Most of our family waste seems to be unrecyclable plastic packaging.

That washing part always gets me. Its consuming more resources, perhaps more than the bottle or can is worth. My mother in law used to put empty bottle and cans (trash!) into my dishwasher and run it with soap. My god, the waste, the damage to the environment.

It reminds me of eco-tourism. Its fun/satisfying to be part of 'recycling', so folks make up steps they can do to participate more, and end up torpedoing the whole point of it.

Most of our plastic "recycling" is shipped. Thousands and thousands of container loads full of milk cartons, bottles etc compressed into bales.

The US exports by far the most. Much is poorly washed or sorted, regardless of which nation sent it, often so it's not suitable for recycling - plastic recycling is very easy to contaminate.

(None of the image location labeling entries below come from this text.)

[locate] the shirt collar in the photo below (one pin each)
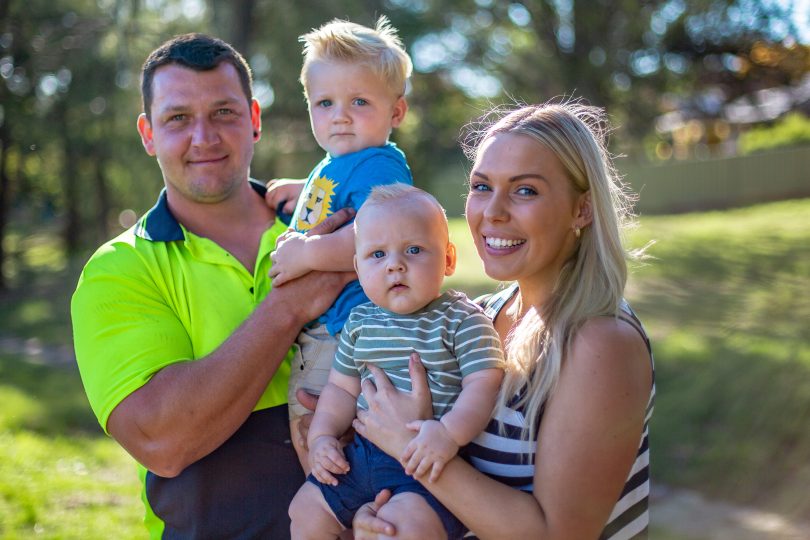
(159, 225)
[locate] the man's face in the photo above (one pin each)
(202, 131)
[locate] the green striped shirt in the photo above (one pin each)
(451, 334)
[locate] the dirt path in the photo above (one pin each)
(686, 514)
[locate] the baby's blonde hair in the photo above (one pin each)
(378, 48)
(388, 193)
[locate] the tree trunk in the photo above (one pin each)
(102, 201)
(5, 183)
(71, 233)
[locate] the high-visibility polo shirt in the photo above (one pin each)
(156, 295)
(159, 294)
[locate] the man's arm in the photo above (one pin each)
(188, 409)
(296, 254)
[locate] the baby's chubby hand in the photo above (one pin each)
(430, 450)
(289, 260)
(326, 458)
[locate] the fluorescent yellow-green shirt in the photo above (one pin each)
(156, 295)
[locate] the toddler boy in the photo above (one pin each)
(354, 81)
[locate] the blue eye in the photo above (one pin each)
(478, 186)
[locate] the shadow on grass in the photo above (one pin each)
(44, 399)
(726, 305)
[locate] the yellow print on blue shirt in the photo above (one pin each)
(317, 205)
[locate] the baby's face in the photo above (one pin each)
(402, 253)
(350, 108)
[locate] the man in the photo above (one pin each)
(179, 339)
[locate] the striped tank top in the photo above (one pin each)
(504, 456)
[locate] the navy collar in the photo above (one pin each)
(159, 225)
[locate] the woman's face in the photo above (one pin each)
(521, 210)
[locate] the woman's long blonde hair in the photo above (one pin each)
(591, 283)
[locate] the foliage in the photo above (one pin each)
(792, 130)
(725, 301)
(69, 82)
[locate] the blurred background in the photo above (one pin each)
(710, 104)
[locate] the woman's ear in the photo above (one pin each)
(584, 210)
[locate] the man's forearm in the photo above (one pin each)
(332, 252)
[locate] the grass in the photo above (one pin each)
(60, 477)
(726, 302)
(724, 298)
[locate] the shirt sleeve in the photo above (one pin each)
(477, 345)
(344, 356)
(378, 169)
(123, 330)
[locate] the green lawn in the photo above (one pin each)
(724, 298)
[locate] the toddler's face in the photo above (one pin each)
(402, 253)
(350, 108)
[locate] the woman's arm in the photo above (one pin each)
(587, 443)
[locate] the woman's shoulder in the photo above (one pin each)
(613, 348)
(492, 303)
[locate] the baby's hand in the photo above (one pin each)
(326, 458)
(284, 190)
(430, 450)
(289, 258)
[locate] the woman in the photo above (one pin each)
(566, 455)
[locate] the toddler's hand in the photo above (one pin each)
(284, 190)
(326, 458)
(289, 258)
(428, 451)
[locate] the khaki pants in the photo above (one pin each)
(314, 353)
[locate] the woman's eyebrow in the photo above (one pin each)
(515, 178)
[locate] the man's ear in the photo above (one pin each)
(450, 259)
(400, 108)
(256, 119)
(145, 129)
(584, 210)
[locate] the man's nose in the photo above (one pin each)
(203, 133)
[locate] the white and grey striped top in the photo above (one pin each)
(452, 335)
(503, 455)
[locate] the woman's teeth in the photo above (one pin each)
(503, 242)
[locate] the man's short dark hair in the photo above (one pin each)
(194, 51)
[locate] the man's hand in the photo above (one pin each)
(326, 458)
(428, 451)
(290, 258)
(286, 191)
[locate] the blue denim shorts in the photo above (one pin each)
(372, 470)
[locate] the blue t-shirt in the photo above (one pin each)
(340, 182)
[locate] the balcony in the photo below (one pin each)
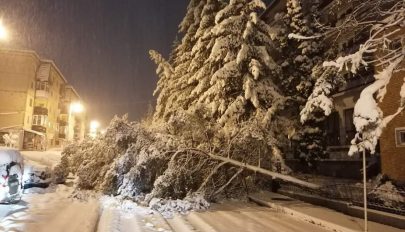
(42, 94)
(42, 89)
(38, 128)
(38, 110)
(62, 123)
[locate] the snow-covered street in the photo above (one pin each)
(53, 209)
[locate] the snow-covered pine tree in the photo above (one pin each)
(176, 91)
(299, 61)
(241, 86)
(200, 68)
(165, 73)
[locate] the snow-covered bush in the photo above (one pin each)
(388, 195)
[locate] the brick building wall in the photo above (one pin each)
(392, 155)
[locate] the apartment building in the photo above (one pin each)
(339, 128)
(31, 94)
(68, 117)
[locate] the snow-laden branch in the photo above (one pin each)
(301, 37)
(256, 169)
(368, 117)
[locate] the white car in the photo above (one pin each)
(11, 171)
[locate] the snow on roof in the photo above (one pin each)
(8, 155)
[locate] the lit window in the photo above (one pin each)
(400, 137)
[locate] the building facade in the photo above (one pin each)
(31, 97)
(339, 127)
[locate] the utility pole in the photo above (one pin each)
(365, 190)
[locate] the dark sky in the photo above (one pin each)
(101, 46)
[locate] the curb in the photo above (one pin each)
(302, 216)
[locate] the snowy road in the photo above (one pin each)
(239, 216)
(53, 210)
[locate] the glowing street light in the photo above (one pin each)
(76, 107)
(3, 32)
(94, 125)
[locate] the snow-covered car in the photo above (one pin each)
(11, 171)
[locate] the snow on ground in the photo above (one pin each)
(54, 209)
(232, 216)
(49, 210)
(126, 216)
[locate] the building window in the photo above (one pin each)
(42, 85)
(400, 137)
(349, 126)
(332, 129)
(39, 120)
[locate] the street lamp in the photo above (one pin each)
(3, 32)
(75, 107)
(94, 125)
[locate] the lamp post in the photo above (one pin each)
(75, 107)
(365, 191)
(94, 125)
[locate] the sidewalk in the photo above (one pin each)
(324, 217)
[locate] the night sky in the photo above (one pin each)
(101, 46)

When countries push back and restrict imports they find they have an illegal industry that starts mislabelling containers, and illegal factories spring up.

Now it's "their fault".

https://www.bbc.co.uk/news/science-environment-46566795

So you are telling me someone offers recycle services and they just dumb it in 3rd world rivers? How is that not "their fault" ?

Australia ships toxic waste to Denmark, is that problematic in it self? No! Because a danish company offers services for safe disposal. If that company just dumbed the barrels of toxins in the ocean, would Australia be responsible?

There was an article recently about Malaysia sending back inappropriate cargo containers, filled of plastic waste, back to the US.
We used to ship a lot of plastic waste back to China in what would be otherwise empty shipping containers. The movie "Plastic China" shows what the other end of that looks like:

https://www.amazon.com/Plastic-China-Jiu-liang-Wang/dp/B06XT...

TL;DW: The producers find the cutest little girl in all of China, living in abject poverty amid toxic squalor.

Yeah this really isn't much of a problem in modern western societies... Other places in the world that happens for sure, but not US or europe.